Storing concatenated `Substring`s in a single `String` buffer

i’m trying to store (percent-decoded) URL path components efficiently in a lookup table. the expected number of path components per-entry is around 5–20ish, and they can contain the path separator "/".

since storing a [String] array would likely result in heap fragmentation, i thought about concatenating them together into a single String, and using a delimiter character like "\u{0}" to separate the substrings, but this thread about string slices and mixed indices has scared me off of this approach, since the percent-decoding is performed at the UTF-8 level, and the path components themselves have some post-processing applied at the Unicode.Scalar level.

it is not necessary to efficiently re-construct the original [String] array, i’m just worried about the meaning of the substrings changing based on data adjacent to each path component, like in the linked example.

has anyone else run into this problem?

The worry about heap fragmentation might be preliminary, that approach may work just fine.

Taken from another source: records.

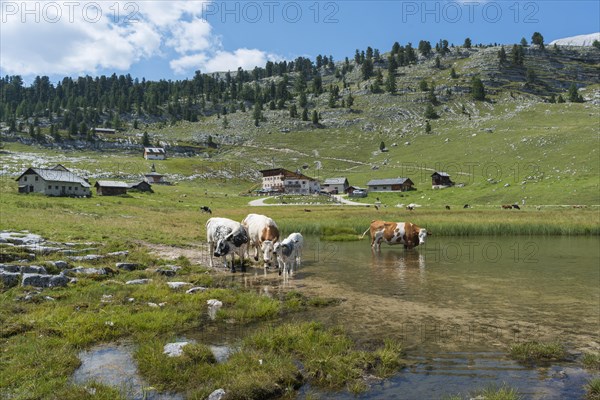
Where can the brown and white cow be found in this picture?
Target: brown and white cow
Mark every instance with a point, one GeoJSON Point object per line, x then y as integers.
{"type": "Point", "coordinates": [406, 233]}
{"type": "Point", "coordinates": [263, 233]}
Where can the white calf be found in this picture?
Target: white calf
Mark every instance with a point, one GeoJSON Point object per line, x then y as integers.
{"type": "Point", "coordinates": [289, 253]}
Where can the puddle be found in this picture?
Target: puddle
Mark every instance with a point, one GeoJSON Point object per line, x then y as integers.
{"type": "Point", "coordinates": [113, 365]}
{"type": "Point", "coordinates": [448, 374]}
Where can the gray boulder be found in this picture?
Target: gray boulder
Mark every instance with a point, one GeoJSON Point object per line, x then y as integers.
{"type": "Point", "coordinates": [10, 268]}
{"type": "Point", "coordinates": [217, 394]}
{"type": "Point", "coordinates": [127, 266]}
{"type": "Point", "coordinates": [33, 269]}
{"type": "Point", "coordinates": [60, 264]}
{"type": "Point", "coordinates": [88, 271]}
{"type": "Point", "coordinates": [39, 280]}
{"type": "Point", "coordinates": [9, 279]}
{"type": "Point", "coordinates": [138, 282]}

Alternatively you may completely parse URL components into a full string (along with all post processing performed), and store [ComponentKey : Range<String.Index>] plus the string, or [ComponentKey : (String, Range<String.Index>)]. That's if you don't need mutating the components (if you do, it's getting more complicated).

1 Like

previously i was using [[UInt8]] (storing UTF-8), which did cause horrific heap fragmentation. i’m not sure if [String] would have the same problems though, since String benefits from small-string optimizations, so that’s a good point.

i don’t need to mutate the components, so we’re good on that front. however, the linked thread is exactly about Substring weirdness being caused by data outside of the Substring bounds. so i’m not sure how switching from Substring to a Range<String.Index>-based representation would be immune to that.